2024-01-31T20:49:18.879Z

Highlights: US senators attack social networks for not protecting minors. Mark Zuckerberg, CEO of Meta, Facebook's parent company, was summoned to a hearing on Capitol Hill. Zuckerberg was asked to apologize to parents of child victims of online abuse. The hearing was the first time in ten months that Zuckerberg had to appear before Congress in his first appearance before the Senate Judiciary Committee in Washington, D.C. The main rhetorical slaps went to Zuckerberg, as head of Instagram, and Shou Zi Chew, from TikTok.


Mark Zuckerberg, CEO of Meta, apologizes to parents of child victims live during a hearing on Capitol Hill


“You and your companies, we know that is not your intention, but your hands are stained with blood.

“They make a product that kills people.”

The broadside launched by Republican Senator Lindsey Graham in his speech, to the enthusiastic applause of the public, was just a preview of the hostility that awaited the CEOs of the largest social networks at this Wednesday's hearing in the Upper House of Congress. on the exploitation of minors on the Internet and the need to implement legislation against predators on these platforms.

Sexual predators are one of the big problems that children and adolescents face on social networks.

Others are the impossible standards of beauty and happiness;

depression, psychological and eating disorders;

the mechanisms of use and algorithms aimed at creating addiction, or cyberbullying, according to parents, specialized organizations and legislators, who accuse companies of not doing enough to protect minors and of lining their pockets thanks to this lack of control .

Summoned to the session of the Senate Judiciary Committee were Mark Zuckerberg, CEO of Meta, Facebook's parent company;

Linda Yaccarino, from X;

Shou Zi Chew, from TikTok;

Discord's Jason Citron and Snap's Evan Spiegel.

Behind them, the most hostile public possible: parents of children who were victims of online abuse and who ended up committing suicide due to the harassment they received on those platforms.

“These are families that have lost their children,” cried Democratic Senator Jon Ossoff.

“These are families from all over the country whose children have self-harmed, who have suffered from low self-esteem, who have been sold deadly pills on the internet… The Internet is a dangerous place for children, and its platforms are dangerous places for children.”

“There is no tool to hold companies accountable.

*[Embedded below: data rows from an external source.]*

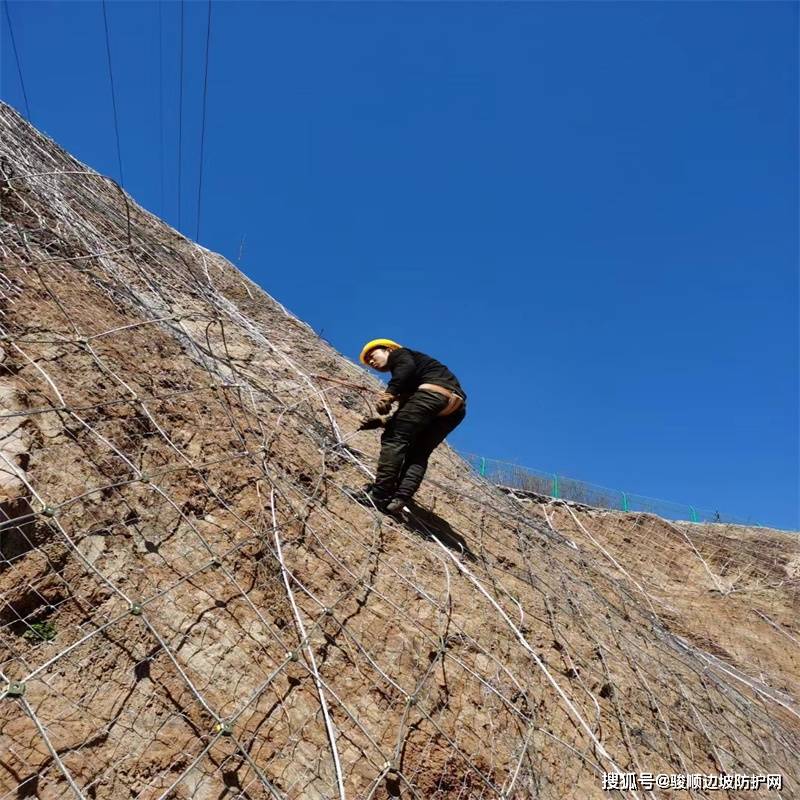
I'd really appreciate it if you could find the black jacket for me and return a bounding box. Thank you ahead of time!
[386,347,467,400]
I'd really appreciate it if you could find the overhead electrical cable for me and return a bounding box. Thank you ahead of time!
[103,0,125,188]
[194,0,211,242]
[3,0,31,122]
[178,0,185,230]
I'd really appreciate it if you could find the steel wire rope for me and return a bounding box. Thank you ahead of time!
[194,0,211,242]
[102,0,125,188]
[178,0,186,230]
[3,0,31,122]
[156,0,167,219]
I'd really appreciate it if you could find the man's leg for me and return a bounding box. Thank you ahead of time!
[394,408,466,503]
[374,392,446,501]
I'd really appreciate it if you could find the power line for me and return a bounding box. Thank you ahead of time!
[178,0,185,230]
[3,0,31,122]
[103,0,125,188]
[194,0,211,242]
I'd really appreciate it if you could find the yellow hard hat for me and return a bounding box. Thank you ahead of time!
[358,339,403,367]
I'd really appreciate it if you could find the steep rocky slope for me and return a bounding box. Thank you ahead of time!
[0,106,800,800]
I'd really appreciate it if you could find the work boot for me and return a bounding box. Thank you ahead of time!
[386,497,407,517]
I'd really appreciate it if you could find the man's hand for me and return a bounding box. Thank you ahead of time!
[358,417,386,431]
[375,392,395,414]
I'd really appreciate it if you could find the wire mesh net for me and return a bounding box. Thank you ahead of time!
[0,105,800,800]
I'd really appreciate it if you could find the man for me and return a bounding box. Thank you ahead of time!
[360,339,466,514]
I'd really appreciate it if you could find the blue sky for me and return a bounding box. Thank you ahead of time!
[2,0,800,529]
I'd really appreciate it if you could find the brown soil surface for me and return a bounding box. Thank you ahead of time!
[0,105,800,800]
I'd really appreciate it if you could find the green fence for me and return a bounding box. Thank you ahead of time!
[460,453,757,525]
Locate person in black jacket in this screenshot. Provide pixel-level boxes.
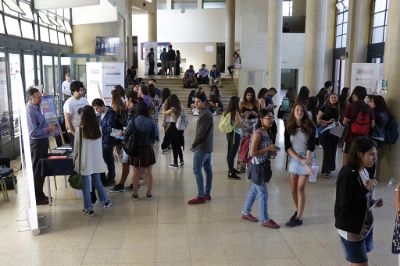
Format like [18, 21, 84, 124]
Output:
[335, 137, 383, 265]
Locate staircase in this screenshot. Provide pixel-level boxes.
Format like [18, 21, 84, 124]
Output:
[142, 76, 240, 111]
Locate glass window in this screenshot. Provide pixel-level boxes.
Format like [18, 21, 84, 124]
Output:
[21, 20, 34, 39]
[371, 0, 389, 43]
[49, 29, 58, 43]
[65, 34, 72, 46]
[0, 14, 6, 34]
[40, 26, 50, 42]
[172, 0, 197, 9]
[19, 2, 33, 20]
[5, 16, 21, 37]
[58, 32, 65, 45]
[374, 0, 386, 13]
[0, 53, 12, 143]
[373, 12, 385, 27]
[372, 27, 385, 43]
[203, 0, 226, 9]
[282, 0, 293, 17]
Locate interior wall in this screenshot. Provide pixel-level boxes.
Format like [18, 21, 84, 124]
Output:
[72, 17, 125, 62]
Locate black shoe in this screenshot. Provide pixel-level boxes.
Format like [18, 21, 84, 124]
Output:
[110, 184, 126, 192]
[286, 217, 303, 227]
[228, 172, 240, 180]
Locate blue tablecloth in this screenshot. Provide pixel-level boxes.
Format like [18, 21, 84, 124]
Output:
[40, 158, 74, 176]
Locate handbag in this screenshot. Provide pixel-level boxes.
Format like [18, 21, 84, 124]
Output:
[68, 128, 84, 190]
[392, 214, 400, 254]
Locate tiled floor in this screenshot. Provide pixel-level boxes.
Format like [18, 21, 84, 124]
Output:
[0, 117, 397, 266]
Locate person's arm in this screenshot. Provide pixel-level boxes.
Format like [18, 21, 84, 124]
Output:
[192, 115, 212, 149]
[235, 111, 243, 128]
[64, 113, 75, 135]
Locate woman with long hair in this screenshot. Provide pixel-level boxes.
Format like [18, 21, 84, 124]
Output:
[164, 94, 185, 168]
[128, 101, 156, 200]
[285, 103, 315, 227]
[257, 88, 268, 111]
[317, 93, 339, 176]
[223, 96, 242, 180]
[74, 105, 112, 216]
[339, 87, 350, 123]
[334, 137, 383, 265]
[242, 109, 280, 229]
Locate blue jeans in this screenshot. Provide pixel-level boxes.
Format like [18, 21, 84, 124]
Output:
[243, 183, 269, 222]
[103, 145, 115, 181]
[193, 151, 212, 198]
[82, 173, 109, 211]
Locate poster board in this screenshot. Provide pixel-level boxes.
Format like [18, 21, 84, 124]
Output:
[351, 63, 383, 94]
[86, 62, 125, 105]
[143, 42, 158, 75]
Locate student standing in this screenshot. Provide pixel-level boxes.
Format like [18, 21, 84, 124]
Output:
[73, 105, 112, 216]
[188, 93, 214, 204]
[242, 109, 280, 229]
[285, 103, 315, 227]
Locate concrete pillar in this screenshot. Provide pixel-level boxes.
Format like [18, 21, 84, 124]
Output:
[267, 0, 283, 91]
[377, 1, 400, 182]
[148, 0, 158, 42]
[292, 0, 307, 17]
[225, 0, 235, 72]
[125, 0, 133, 68]
[344, 0, 371, 89]
[299, 0, 327, 94]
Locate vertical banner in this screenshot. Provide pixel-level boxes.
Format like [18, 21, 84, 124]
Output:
[143, 42, 158, 75]
[351, 63, 383, 94]
[11, 72, 40, 235]
[86, 62, 125, 105]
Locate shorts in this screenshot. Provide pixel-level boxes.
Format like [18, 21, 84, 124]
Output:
[121, 149, 129, 163]
[340, 229, 374, 263]
[288, 152, 309, 175]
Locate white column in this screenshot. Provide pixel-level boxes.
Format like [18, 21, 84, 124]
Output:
[225, 0, 235, 73]
[344, 0, 371, 89]
[299, 0, 327, 94]
[377, 1, 400, 182]
[267, 0, 283, 91]
[125, 0, 133, 68]
[148, 0, 158, 42]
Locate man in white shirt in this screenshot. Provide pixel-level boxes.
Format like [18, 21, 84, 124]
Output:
[64, 80, 89, 144]
[61, 73, 72, 101]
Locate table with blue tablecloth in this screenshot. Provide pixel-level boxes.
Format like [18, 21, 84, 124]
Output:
[40, 158, 74, 205]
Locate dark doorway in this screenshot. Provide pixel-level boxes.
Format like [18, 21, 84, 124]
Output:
[217, 42, 225, 72]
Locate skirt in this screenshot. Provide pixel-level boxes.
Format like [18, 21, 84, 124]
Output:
[128, 145, 156, 168]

Instead, 'survivors' and their advocates are forced to plead with companies to put safety before profits,” Committee Chairman Dick Durbin demanded in his speech at the start of the session.

The Democratic parliamentarian cited data from the NGO National Center for Missing and Exploited Children, which suggests that sexual blackmail known as “sextortion,” in which a predator tricks a minor into sending him explicit images, skyrocketed last year. past.

“This alarming growth in child sexual exploitation is encouraged by one thing: changes in technology,” Durbin noted.

None of those appearing received white-glove treatment.

But the main rhetorical slaps went to Zuckerberg, as head of Instagram, and Shou Zi Chew, who was asked for all kinds of explanations about the Chinese-owned company and the influence that Beijing exerts, or could exert, on its operation. .

One of the most dramatic moments of the hearing came immediately after the senators showed a video in which several children explained the trauma they experienced as victims of abuse and harassment on social networks.

Addressing Zuckerberg, Republican Senator Josh Hawley asked him: “Would you like to apologize right now to the victims harmed by your product?

They are here, live on television, do you want to apologize to them?”

The Facebook founder stood up and turned to the parents who were holding up photos of his deceased children.

“I'm sorry for everything you've been through.

“No one should have to suffer the things that their families have suffered, and that is why we invest so much and continue to undertake efforts across the sector to ensure that no one has to go through the things that their families have had to suffer,” Zuckerberg stated.

His words did not seem to calm the senators.

Texan Ted Cruz criticized the fact that Instagram alerts about possible illicit sexual content contained a button that allowed “viewing the content anyway.”

“Mr. Zuckerberg, what the hell was he thinking?” the legislator questioned him, visibly indignant.

The executive's reply: "The basic science behind it is that when people search for something problematic, it often helps to not just block, but to direct them to something that might be useful in leading them to help."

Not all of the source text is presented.